Gott rang mit Jakob, dem alten Menschen. Er konnte ihn beinahe nicht überwältigen! Die Kraft des alten Menschen ist erstaunlich. Wir wehren uns mit allen Mitteln, mit aller Kraft, um nicht aufgeben zu müssen! Leute wehren sich seit Jahren und Gott hat es immer noch nicht geschafft, sie zur Aufgabe zu bringen. Mit allen Mitteln wehren sie sich gegen die einzige Hilfe, die es im Leben gibt! Höre auf, gegen Gott anzukämpfen und deinen alten Menschen so zu stärken.

Dann berührte Gott die Hüfte Jakobs. Was der ganze Ringkampf nicht vermochte, das tat eine einzige Berührung Gottes!
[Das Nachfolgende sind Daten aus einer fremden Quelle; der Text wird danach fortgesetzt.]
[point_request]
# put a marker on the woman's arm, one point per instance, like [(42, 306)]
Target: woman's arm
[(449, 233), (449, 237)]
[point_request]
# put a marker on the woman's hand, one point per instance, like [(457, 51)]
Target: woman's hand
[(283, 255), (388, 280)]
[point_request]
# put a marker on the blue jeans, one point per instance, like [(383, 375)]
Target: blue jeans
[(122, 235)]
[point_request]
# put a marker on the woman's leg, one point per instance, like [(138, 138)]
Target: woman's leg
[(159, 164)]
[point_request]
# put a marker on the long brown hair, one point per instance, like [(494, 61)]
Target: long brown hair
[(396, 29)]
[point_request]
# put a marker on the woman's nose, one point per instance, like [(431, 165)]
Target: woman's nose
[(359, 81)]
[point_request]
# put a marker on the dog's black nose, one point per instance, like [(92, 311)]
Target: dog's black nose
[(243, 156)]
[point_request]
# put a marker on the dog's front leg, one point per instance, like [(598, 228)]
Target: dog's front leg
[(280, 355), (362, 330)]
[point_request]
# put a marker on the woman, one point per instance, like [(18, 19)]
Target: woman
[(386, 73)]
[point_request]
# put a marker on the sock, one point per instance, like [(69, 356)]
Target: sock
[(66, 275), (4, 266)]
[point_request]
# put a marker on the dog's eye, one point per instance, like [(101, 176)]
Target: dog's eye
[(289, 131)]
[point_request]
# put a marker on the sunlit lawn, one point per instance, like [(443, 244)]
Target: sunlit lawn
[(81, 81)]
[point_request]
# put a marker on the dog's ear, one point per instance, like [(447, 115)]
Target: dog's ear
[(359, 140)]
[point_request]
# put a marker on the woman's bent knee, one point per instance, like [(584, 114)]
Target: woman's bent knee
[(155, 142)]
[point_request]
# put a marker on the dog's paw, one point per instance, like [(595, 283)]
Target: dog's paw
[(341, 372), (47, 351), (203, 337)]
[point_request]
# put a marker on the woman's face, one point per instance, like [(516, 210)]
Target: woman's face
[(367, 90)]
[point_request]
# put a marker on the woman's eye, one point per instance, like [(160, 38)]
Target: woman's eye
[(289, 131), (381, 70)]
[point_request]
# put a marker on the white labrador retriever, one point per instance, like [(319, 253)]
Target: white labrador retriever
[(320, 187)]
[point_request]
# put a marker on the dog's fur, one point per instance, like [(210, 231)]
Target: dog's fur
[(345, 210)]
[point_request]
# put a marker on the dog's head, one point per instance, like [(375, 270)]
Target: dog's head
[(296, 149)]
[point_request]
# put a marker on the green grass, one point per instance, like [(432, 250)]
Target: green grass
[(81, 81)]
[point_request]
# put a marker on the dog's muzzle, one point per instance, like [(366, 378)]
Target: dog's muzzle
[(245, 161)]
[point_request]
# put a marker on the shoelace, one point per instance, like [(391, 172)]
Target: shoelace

Die Hüfte ist ein Symbol für die menschliche Kraft. Mit dieser Berührung verließ alle Kraft Jakob und der Ringkampf war vorbei. Jakob konnte sich nur noch festklammern. Kämpfen konnte er nicht mehr, doch er umklammerte Gott mit einer einzigen Bitte: Ich habe verloren, doch ich lasse dich nicht los, bis Du, der Sieger, mich gesegnet hast!